Example rabbit irradiation setup showing the utilization of commissioned Linatron in small animal irradiation studies. (a) An euthanized rabbit was supported vertically with build-in holder and exposed to a 2x2 cm2 field at 220 cm SSD( b). The total maximum dose was maintained to be < 20Gy per fraction as per the institutional animal protocol [63].

Results

Linatron output constancy and time linearity

The Linatron output is controlled either per time unit or as total dose (cGy). IC measurements were performed to verify the Linatron output (cGy/min) variability with time and by measuring the timer-to-output Linatron linearity. The Linatron output variability with time after the first irradiation was measured on two different days within a month period with a standard deviation between the absolute dose readings of 0.61% and 0.48% on the first and second day. The Linatron output increases with time after its first operation. The variability of the Linatron output at its first operation was 0.51% corresponding to absolute dose variability measured with A-14 IC weekly of 0.55% on four different days over nearly a month. Overall, the reported variability of the Linatron during its expected operational hours is <1% (Table 1, Table 2) as verified with the measured dose of A-14 IC. The total dose measured at variable irradiation times (minutes) was found to follow a linear trend as expected with a reported R2 value of 1 based on the A14 IC dose readings in cGy and the Linatron output reading as well (Fig. 4). The Linatron output rate (cGy/min) remained relatively constant during the total irradiation time with an average of 600.44± 0.76 cGy/min which was verified with the A-14 IC to be 145.60±0.29 cGy/min.

Table 1.

Daily Linatron output variability with time (intra-day variability) for 3 minutes of irradiation

Irradiation Time
(Hours)
5/3/2019 5/4/2019
Absolute Dose
(cGy/min)
Linatron Output
Reading( cGy/min)
Absolute Dose
(cGy/min)
Linatron Output
Reading( cGy/min)
0.00 146.41±0.49 601.23±0.81 146.64±0.85 603.5±0.95
2.50 147.97±0.28 600.67±1.28 148.05±0.38 601.47±0.36
3.50 148.52±0.47 601.40±0.69 -- --

Table 2.

First operation Linatron output variability with date of exposure (inter-day variability).

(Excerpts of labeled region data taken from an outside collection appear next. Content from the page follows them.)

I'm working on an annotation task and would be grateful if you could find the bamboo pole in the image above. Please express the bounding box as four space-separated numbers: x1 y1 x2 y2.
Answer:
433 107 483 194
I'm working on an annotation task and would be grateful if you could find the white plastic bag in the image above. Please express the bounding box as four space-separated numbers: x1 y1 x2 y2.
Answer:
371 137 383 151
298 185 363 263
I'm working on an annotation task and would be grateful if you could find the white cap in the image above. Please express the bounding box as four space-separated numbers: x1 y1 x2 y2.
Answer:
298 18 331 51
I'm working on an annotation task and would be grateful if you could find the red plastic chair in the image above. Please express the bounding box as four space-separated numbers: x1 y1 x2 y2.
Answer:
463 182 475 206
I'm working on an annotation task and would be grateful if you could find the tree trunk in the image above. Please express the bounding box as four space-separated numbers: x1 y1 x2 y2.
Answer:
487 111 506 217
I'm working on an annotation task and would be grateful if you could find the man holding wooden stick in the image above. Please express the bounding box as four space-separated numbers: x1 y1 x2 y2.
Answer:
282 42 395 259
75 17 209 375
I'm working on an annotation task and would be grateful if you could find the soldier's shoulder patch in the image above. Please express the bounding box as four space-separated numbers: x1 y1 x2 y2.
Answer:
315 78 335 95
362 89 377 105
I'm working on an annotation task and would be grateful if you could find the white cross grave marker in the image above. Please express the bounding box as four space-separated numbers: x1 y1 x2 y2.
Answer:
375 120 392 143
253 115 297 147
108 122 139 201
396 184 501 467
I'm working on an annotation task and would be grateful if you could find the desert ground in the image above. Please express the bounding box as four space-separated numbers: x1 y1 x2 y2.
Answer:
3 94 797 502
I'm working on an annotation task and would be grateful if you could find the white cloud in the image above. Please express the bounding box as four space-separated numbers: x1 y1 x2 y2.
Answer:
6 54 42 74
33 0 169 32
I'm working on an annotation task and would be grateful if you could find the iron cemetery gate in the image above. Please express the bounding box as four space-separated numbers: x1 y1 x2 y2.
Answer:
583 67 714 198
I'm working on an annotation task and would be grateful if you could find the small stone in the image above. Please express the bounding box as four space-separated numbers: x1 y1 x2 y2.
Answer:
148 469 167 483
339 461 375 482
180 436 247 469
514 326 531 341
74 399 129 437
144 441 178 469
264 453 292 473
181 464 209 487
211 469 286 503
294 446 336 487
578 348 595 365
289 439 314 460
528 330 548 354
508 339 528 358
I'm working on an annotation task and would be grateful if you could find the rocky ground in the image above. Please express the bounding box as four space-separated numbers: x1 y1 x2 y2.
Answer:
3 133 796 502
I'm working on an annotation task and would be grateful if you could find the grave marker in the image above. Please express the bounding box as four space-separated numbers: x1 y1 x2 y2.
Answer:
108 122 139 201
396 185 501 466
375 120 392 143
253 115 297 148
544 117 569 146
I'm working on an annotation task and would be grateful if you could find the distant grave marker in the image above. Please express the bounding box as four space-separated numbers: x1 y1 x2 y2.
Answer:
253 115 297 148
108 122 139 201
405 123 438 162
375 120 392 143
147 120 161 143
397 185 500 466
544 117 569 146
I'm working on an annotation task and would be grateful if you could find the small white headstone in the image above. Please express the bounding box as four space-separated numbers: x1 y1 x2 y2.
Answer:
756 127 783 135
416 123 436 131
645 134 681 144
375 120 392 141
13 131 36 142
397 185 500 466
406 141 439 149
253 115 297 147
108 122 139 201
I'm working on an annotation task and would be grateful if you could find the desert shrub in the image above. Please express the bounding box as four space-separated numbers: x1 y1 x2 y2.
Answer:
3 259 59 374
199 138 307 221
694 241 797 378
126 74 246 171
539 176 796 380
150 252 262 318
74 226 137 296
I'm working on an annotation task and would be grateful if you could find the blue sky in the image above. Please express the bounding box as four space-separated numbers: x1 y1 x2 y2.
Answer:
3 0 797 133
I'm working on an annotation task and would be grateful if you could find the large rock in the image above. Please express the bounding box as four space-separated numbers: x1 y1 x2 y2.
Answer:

Date of irradiation Absolute Dose
(cGy/min)
Linatron Output Reading
(cGy/min)
5/3/2019 146.41±0.49 601.22±0.81
21/3/2019 144.58±0.32 595.42±0.86
5/4/2019 146.64±0.85 603.5±0.95
11/4/2019 145.57±0.11 597.76±11.84

Fig. 4.

Fig. 4.

Linatron output-timer linearity absolute measurement verification with A14 IC; absolute total dose measured as the average of three different trials and the error is the standard deviation between trials. The smaller error bars (much smaller than the marker sizes) represent the uncertainty in the measurements.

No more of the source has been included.